James's present age is two-sevenths of his father's present age. James's brother is three years older than James. The ratio of the present ages of James's father and James's brother is 14 : 5. What is James's present age?

Introduction / Context:
This question connects the ages of James, his father and his brother through fractional and ratio relationships. We are told how James's age compares to his father's, how the brother's age compares to James's, and the ratio between the father's and brother's ages. Using these relationships, we must find James's present age. This problem tests your skill in setting up and solving simultaneous equations involving fractions and ratios.

Given Data / Assumptions:

- James's present age is two-sevenths of his father's present age.
- James's brother is three years older than James.
- The ratio of the present ages of James's father and James's brother is 14 : 5.
- All ages are in years and positive.

Concept / Approach:
We introduce a variable for the father's age and express James's age as a fraction of that. Next, we express the brother's age in terms of James's age. Finally, we apply the given ratio between the father and the brother to form an equation in a single variable. Solving this equation yields the father's age, from which we deduce James's age.

Step-by-Step Solution:
Step 1: Let the father's present age be F years. Step 2: James's present age is given as two-sevenths of F, so James's age J = (2 / 7)F. Step 3: James's brother is three years older than James, so brother's age B = J + 3 = (2 / 7)F + 3. Step 4: The ratio of the present ages of James's father and his brother is F : B = 14 : 5. Step 5: Translate the ratio into an equation: F / B = 14 / 5. Step 6: Substitute B = (2 / 7)F + 3 into the ratio equation: F / ((2 / 7)F + 3) = 14 / 5. Step 7: Cross-multiply: 5F = 14((2 / 7)F + 3). Step 8: Simplify the right-hand side: (2 / 7)F × 14 = 4F, so 14((2 / 7)F + 3) = 4F + 42. Step 9: The equation becomes 5F = 4F + 42 ⇒ F = 42 years. Step 10: James's age J = (2 / 7)F = (2 / 7) × 42 = 12 years.

Verification / Alternative check:
With F = 42 years and J = 12 years, the brother's age B = 12 + 3 = 15 years.
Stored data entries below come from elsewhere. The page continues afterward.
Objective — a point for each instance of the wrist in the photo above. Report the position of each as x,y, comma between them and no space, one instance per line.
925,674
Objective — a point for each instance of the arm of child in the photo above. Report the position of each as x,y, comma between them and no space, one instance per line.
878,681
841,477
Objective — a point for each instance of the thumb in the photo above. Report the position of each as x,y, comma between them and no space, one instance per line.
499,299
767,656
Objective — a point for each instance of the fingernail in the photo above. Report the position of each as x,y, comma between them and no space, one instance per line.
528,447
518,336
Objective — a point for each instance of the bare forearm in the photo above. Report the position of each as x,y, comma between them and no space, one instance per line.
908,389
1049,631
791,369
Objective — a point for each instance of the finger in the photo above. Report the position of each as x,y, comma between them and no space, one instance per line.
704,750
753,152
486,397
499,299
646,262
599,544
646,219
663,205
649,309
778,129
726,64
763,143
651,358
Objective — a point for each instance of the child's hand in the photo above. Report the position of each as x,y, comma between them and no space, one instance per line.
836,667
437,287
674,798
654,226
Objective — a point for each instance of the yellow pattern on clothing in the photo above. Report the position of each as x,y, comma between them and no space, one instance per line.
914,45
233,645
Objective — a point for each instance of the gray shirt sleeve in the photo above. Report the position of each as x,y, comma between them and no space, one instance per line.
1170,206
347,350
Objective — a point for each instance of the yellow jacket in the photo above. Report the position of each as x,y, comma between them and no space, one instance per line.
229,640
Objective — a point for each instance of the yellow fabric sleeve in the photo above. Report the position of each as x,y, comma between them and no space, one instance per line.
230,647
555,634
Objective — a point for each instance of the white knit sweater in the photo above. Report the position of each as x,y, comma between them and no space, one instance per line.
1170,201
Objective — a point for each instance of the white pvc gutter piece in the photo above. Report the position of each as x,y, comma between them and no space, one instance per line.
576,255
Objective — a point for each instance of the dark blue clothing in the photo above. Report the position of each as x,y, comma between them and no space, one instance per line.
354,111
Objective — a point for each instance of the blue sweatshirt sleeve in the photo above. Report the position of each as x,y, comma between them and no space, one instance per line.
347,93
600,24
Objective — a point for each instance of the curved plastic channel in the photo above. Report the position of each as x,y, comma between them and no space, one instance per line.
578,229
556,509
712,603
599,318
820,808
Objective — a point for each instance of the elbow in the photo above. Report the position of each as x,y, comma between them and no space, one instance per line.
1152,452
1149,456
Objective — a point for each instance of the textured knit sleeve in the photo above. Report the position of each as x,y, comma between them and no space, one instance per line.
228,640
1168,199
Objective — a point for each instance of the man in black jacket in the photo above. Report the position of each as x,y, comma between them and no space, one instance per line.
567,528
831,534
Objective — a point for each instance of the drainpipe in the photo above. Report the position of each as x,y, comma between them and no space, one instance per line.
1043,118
The ratio of father's age to brother's age is 42 : 15, which simplifies to 14 : 5 when both numbers are divided by 3. Also, James's age is indeed two-sevenths of 42 because 42 × 2 / 7 = 12. All given conditions are satisfied by these values.

Why Other Options Are Wrong:
If James were 13, 14, 15 or 16 years old, the fraction and ratio conditions would not hold simultaneously. For example, if James were 14, then his father's age as 7 / 2 times James's age would be 49, and the ratio to his brother's age would no longer be exactly 14 : 5 when the brother is 3 years older than James. Only 12 years fits every relationship correctly.

Common Pitfalls:
A common mistake is to interpret "two-sevenths of his father's present age" incorrectly or to forget to include the extra 3 years for the brother when forming the ratio. Others may cross-multiply incorrectly when solving the fraction equation. Keeping the relationships clearly written and simplifying step by step helps avoid such errors.

Final Answer:
James's present age is 12 years.